To calculate the molarity of the NaOH solution, we need to use the balanced chemical equation and the stoichiometry of the reaction between potassium hydrogen oxalate (KHC2O4) and sodium hydroxide (NaOH).
The balanced equation for the reaction is:
2KHC2O4 + 2NaOH -> 2H2O + 2CO2 + Na2C2O4
From the balanced equation, we can determine the stoichiometry of the reaction. It tells us that 2 moles of KHC2O4 react with 2 moles of NaOH to produce 2 moles of water (H2O), 2 moles of carbon dioxide (CO2), and 1 mole of sodium oxalate (Na2C2O4).
Now, let's calculate the number of moles of KHC2O4 in the sample:
Mass of KHC2O4 = 0.717 g
Molar mass of KHC2O4 = 39.10 g/mol + 1.01 g/mol + (12.01 g/mol x 2) + (16.00 g/mol x 4) = 128.09 g/mol
Moles of KHC2O4 = Mass of KHC2O4 / Molar mass of KHC2O4
= 0.717 g / 128.09 g/mol
= 0.00559 mol
Since the stoichiometry of the balanced equation is 1:1 between KHC2O4 and NaOH, the number of moles of NaOH used in the titration is also 0.00559 mol.

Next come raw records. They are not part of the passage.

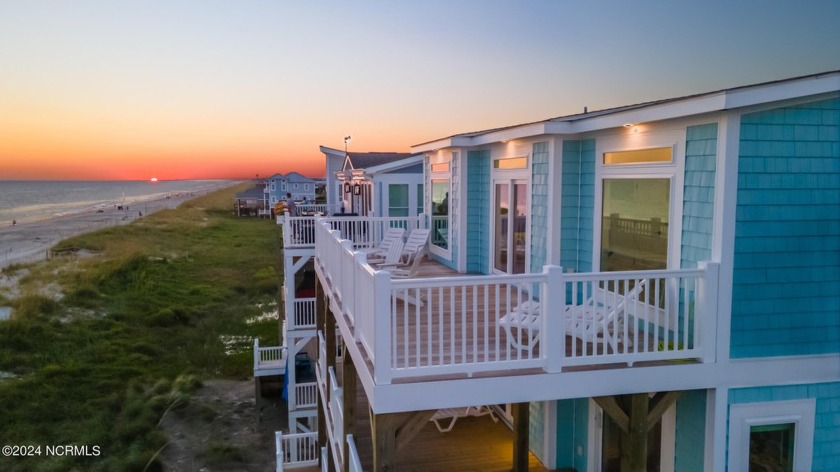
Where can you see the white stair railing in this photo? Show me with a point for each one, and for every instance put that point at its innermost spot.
(294, 451)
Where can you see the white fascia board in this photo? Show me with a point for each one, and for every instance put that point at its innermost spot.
(454, 141)
(652, 113)
(432, 395)
(394, 165)
(792, 370)
(509, 134)
(783, 91)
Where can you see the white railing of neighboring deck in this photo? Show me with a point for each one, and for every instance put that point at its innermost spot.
(364, 231)
(269, 360)
(295, 451)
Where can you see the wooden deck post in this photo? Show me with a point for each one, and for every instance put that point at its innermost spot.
(349, 403)
(521, 425)
(384, 431)
(636, 414)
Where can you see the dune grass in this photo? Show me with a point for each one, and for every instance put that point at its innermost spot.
(103, 347)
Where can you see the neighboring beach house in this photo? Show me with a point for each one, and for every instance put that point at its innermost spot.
(251, 202)
(649, 287)
(374, 183)
(278, 185)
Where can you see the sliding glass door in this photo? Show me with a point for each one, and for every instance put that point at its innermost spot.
(510, 223)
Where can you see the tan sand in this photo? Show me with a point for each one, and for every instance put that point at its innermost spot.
(30, 242)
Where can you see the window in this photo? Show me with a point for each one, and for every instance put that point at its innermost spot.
(776, 436)
(397, 200)
(639, 156)
(511, 163)
(634, 230)
(419, 199)
(440, 213)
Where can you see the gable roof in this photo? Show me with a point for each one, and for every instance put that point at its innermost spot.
(726, 99)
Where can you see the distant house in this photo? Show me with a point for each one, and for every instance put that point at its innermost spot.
(374, 183)
(275, 189)
(251, 202)
(301, 187)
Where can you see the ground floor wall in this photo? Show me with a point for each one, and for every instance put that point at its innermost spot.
(826, 421)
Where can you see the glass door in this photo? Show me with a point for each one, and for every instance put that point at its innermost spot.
(510, 226)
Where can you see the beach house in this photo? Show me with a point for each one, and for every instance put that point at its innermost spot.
(649, 287)
(374, 183)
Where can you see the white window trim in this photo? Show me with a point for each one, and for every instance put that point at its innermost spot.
(743, 416)
(509, 176)
(447, 175)
(674, 171)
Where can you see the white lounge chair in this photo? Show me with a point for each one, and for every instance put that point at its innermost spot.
(378, 253)
(416, 241)
(392, 257)
(452, 415)
(600, 317)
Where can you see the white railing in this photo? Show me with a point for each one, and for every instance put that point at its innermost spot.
(305, 396)
(269, 360)
(303, 313)
(364, 231)
(438, 326)
(355, 462)
(294, 451)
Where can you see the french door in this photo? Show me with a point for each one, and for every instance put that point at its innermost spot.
(510, 226)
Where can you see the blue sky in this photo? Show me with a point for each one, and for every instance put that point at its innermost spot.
(191, 89)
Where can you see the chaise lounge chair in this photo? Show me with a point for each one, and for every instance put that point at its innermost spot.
(600, 318)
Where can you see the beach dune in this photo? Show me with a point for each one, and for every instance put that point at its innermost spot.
(30, 242)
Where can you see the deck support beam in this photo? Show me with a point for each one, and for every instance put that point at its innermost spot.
(636, 414)
(521, 429)
(349, 381)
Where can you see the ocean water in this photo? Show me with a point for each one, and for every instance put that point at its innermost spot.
(25, 201)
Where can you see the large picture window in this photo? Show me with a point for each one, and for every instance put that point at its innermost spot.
(634, 230)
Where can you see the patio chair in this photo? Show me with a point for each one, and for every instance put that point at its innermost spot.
(452, 415)
(392, 258)
(413, 247)
(378, 253)
(600, 317)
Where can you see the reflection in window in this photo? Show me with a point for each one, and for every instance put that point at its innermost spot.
(771, 447)
(440, 213)
(398, 200)
(634, 229)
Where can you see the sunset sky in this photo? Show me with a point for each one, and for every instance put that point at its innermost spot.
(177, 89)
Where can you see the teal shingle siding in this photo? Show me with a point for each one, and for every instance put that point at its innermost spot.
(698, 194)
(539, 205)
(572, 433)
(478, 208)
(827, 422)
(786, 290)
(536, 429)
(690, 430)
(578, 200)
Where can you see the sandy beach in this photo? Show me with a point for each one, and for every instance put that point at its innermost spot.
(29, 242)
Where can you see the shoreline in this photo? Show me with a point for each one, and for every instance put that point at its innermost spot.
(30, 241)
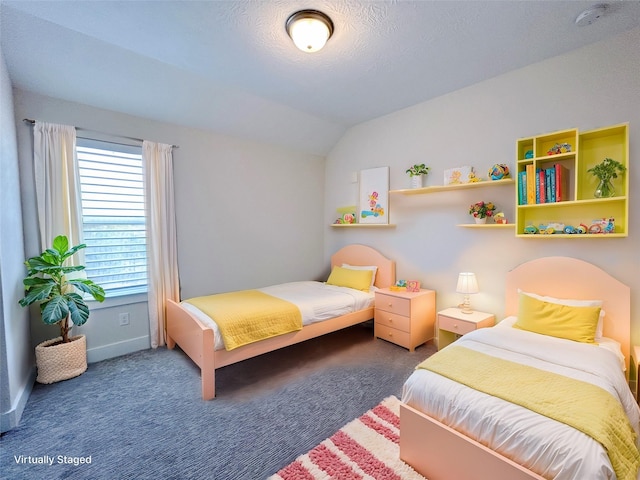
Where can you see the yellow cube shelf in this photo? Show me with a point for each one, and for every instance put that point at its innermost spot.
(563, 158)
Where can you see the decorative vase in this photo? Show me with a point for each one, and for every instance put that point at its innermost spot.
(604, 189)
(61, 361)
(416, 181)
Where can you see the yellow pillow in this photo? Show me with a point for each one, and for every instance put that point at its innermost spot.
(356, 279)
(563, 321)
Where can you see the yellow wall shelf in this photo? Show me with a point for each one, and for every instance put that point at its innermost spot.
(579, 206)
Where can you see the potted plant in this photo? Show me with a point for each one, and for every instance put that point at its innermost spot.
(417, 173)
(57, 289)
(481, 210)
(605, 171)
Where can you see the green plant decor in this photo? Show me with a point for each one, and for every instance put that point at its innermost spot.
(416, 170)
(606, 171)
(48, 283)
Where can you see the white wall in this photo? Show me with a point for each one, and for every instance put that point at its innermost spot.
(16, 357)
(248, 214)
(595, 86)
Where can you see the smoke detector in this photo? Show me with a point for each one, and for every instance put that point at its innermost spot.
(591, 15)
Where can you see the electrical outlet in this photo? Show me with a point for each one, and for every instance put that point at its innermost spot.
(124, 319)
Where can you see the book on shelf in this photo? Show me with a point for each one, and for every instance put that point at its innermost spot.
(522, 187)
(561, 183)
(541, 186)
(531, 185)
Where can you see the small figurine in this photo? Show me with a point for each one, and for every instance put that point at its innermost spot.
(559, 148)
(610, 227)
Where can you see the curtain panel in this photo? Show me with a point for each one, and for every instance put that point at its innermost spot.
(57, 183)
(162, 250)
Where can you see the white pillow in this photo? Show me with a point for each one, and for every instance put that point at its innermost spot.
(604, 342)
(373, 269)
(570, 302)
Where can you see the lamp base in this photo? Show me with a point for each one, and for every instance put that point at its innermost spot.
(465, 307)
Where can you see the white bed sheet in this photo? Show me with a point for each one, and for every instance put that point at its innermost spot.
(317, 301)
(517, 432)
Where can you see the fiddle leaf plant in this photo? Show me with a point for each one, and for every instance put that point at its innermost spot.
(53, 285)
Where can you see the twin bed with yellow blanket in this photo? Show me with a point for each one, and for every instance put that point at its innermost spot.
(222, 329)
(550, 400)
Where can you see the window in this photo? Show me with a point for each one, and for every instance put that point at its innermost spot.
(113, 215)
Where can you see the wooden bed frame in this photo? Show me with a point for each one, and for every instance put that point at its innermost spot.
(197, 340)
(439, 452)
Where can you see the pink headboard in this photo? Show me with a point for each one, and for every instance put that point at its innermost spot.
(566, 277)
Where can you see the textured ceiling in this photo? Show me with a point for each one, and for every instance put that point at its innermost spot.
(228, 66)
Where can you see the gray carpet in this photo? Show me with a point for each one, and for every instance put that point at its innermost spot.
(141, 416)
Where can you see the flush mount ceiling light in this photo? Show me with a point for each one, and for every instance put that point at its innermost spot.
(309, 29)
(591, 15)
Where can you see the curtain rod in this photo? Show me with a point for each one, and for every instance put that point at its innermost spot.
(28, 120)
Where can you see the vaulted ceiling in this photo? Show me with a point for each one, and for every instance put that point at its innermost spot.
(229, 66)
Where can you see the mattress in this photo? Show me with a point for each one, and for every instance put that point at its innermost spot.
(317, 302)
(517, 432)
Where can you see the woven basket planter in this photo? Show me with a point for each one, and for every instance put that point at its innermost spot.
(61, 361)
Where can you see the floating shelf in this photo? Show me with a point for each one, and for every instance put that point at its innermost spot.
(363, 225)
(491, 225)
(457, 186)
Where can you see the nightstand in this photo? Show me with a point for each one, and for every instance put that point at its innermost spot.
(405, 318)
(635, 372)
(452, 324)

Now, we can calculate the molarity of the NaOH solution using the formula:
Molarity (M) = Moles of solute / Volume of solution (in liters)
Volume of solution = 18.47 mL = 0.01847 L
Molarity of NaOH solution = 0.00559 mol / 0.01847 L
= 0.302 M
Therefore, the molarity of the NaOH solution is 0.302 M.